Julian Assange’s father has attended a Melbourne rally calling for the release of the WikiLeaks founder from custody after he was removed from the Ecuadorian embassy by London police.
John Shipton joined a crowd of about 100 people outside the State Library of Victoria from 4pm on Friday.
Mr Shipton applauded each of the speakers at the rally but was generally restrained.
He did not address the rally and declined to comment to The Age, on the advice of his lawyers.
Mr Shipton lives near Melbourne and was a foundation member of the WikiLeaks Party that attempted to have Assange elected to the Australian Senate in 2013.
He is believed to have regularly lobbied minor parties including the Greens calling for his son’s release, and spoke in defense of his son in December last year when he called for his “torment” to end.
Mr Assange was arrested at the Ecuadorian embassy in London on Thursday after the South American country revoked his asylum.
He was charged with skipping bail by entering the embassy in 2012 and later appeared in Westminster Magistrates’ Court, claiming he had a reasonable excuse for seeking asylum as his arrest would end in his extradition to the US.

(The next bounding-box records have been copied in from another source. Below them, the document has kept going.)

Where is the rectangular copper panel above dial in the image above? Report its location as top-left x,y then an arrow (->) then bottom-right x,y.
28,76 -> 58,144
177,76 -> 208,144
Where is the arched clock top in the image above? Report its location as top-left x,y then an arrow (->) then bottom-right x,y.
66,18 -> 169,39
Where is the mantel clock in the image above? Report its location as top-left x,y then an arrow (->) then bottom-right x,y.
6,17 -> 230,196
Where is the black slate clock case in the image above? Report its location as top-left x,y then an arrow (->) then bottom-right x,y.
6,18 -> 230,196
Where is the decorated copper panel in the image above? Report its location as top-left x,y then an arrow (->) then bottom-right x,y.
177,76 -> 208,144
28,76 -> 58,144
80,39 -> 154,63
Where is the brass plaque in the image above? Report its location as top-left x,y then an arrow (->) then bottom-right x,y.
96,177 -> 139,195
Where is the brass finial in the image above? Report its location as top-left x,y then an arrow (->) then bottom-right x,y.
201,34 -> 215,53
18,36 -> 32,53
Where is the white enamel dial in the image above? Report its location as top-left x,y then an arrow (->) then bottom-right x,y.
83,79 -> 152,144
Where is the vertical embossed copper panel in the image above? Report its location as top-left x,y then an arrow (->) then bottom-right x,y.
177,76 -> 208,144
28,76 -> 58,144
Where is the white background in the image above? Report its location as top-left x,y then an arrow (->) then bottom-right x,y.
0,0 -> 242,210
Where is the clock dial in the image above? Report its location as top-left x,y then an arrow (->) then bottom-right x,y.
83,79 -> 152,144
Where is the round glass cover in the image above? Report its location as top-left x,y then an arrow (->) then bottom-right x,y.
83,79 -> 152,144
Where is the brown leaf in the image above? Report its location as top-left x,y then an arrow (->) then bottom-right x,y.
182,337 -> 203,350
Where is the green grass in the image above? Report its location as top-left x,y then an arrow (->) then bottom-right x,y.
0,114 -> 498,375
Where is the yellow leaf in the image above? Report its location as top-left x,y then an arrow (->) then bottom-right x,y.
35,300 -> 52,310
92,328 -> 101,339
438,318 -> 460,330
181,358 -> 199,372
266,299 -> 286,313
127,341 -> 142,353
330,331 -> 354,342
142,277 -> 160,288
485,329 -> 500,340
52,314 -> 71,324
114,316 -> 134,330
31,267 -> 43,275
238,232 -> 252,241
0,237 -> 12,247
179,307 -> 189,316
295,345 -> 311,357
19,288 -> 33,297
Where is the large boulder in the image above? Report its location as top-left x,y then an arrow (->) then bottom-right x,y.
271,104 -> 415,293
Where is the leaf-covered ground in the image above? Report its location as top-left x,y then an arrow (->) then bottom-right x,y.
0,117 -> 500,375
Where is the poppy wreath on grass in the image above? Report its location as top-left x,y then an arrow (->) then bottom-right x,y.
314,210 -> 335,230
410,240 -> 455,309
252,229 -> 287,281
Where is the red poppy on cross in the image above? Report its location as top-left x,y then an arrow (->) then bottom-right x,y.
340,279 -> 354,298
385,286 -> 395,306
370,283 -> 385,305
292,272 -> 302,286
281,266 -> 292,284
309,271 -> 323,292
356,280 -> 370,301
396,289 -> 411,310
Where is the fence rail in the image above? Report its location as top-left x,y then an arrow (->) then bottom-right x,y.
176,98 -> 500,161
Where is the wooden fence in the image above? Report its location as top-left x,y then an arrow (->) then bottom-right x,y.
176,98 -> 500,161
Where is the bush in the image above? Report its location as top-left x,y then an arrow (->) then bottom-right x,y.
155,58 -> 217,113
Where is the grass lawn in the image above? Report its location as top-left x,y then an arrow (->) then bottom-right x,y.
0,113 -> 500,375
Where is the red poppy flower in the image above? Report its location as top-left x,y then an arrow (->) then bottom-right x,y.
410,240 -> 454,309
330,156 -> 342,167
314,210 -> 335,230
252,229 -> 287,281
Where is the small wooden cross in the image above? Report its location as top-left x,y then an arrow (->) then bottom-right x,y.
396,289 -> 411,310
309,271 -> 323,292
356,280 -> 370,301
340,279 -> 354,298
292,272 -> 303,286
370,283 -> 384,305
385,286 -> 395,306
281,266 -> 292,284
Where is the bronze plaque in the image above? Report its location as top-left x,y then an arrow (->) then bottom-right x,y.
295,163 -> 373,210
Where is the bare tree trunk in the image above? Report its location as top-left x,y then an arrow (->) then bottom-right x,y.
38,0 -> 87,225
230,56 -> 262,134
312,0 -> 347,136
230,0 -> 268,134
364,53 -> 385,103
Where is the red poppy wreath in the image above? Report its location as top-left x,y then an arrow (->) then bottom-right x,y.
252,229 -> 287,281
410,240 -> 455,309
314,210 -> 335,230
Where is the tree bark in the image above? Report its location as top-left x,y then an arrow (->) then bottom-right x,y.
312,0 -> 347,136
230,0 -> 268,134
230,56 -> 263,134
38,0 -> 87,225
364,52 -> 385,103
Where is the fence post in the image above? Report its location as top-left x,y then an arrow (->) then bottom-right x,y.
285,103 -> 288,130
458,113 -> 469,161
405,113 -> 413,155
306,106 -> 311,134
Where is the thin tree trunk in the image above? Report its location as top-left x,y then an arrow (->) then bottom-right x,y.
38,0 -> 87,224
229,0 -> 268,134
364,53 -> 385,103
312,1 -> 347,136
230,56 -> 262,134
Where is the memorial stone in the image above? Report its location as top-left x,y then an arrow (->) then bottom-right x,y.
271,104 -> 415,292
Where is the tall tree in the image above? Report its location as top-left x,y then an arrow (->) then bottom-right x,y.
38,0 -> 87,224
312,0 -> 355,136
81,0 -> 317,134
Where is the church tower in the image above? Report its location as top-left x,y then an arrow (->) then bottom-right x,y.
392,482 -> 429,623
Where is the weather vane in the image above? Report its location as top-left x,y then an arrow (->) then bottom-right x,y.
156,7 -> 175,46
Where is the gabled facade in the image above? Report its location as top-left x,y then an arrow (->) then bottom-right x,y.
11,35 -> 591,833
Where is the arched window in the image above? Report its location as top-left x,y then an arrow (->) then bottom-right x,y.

Mr Shipton separated from Mr Assange’s mother, Christine Hawkins, prior to the WikiLeaks founder’s birth in Queensland in 1971.
He visited his son every Christmas during his seven-year stay at the west London embassy, and last year paid a visit alongside two German MPs calling for Assange’s freedom.
Graphic designer Somerset Bean, 49, said he has been living in England for four years and had visited Assange in the Ecuadorian embassy on several occasions, the most recent being 18 months ago.
“There should be thousands of people here. It’d be fantastic if there were,” said Mr Bean.
“If the governments and media hadn’t done such a hatchet job on Julian Assange’s character, then I’m sure there would be more people around.
“But still people have in their mind – sexual assault, narcissist, all of this stuff. I know the man, and it’s all absurd stuff. Absolutely absurd.”
Mr Bean said he was currently visiting friends and family in Australia, but would otherwise be in London protesting and attempting to visit Assange in prison.
“I was actually surprised at how shocked I was,” he said of witnessing Assange’s arrest.
“The footage was pretty graphic, and even though I’m someone who’s followed the case very closely, I was still shocked at that scene. I was also amazed at the blatant nature of the prosecution against him.
In his speech, writer and teacher Patrick O’Connor labelled legal proceedings against Assange “bogus” and a “conspiracy” that implicated Australia as an ally of the US.
Other speakers at Friday afternoon’s protest included Peter Byrne, a lower house candidate for the Socialist Equality Party at the federal election, who said Assange’s safe return to Australia would be a key policy for his party at the upcoming election.
To calls of “get him back here”, Mr Byrne demanded the Australian government offer the same support to Assange as it provided for Hakeem al-Araibi, who had sought asylum in Australia and was detained while travelling to Thailand, after Bahrain issued an Interpol red notice for his arrest.
Mr al-Araibi was released in March and has since become an Australian citizen.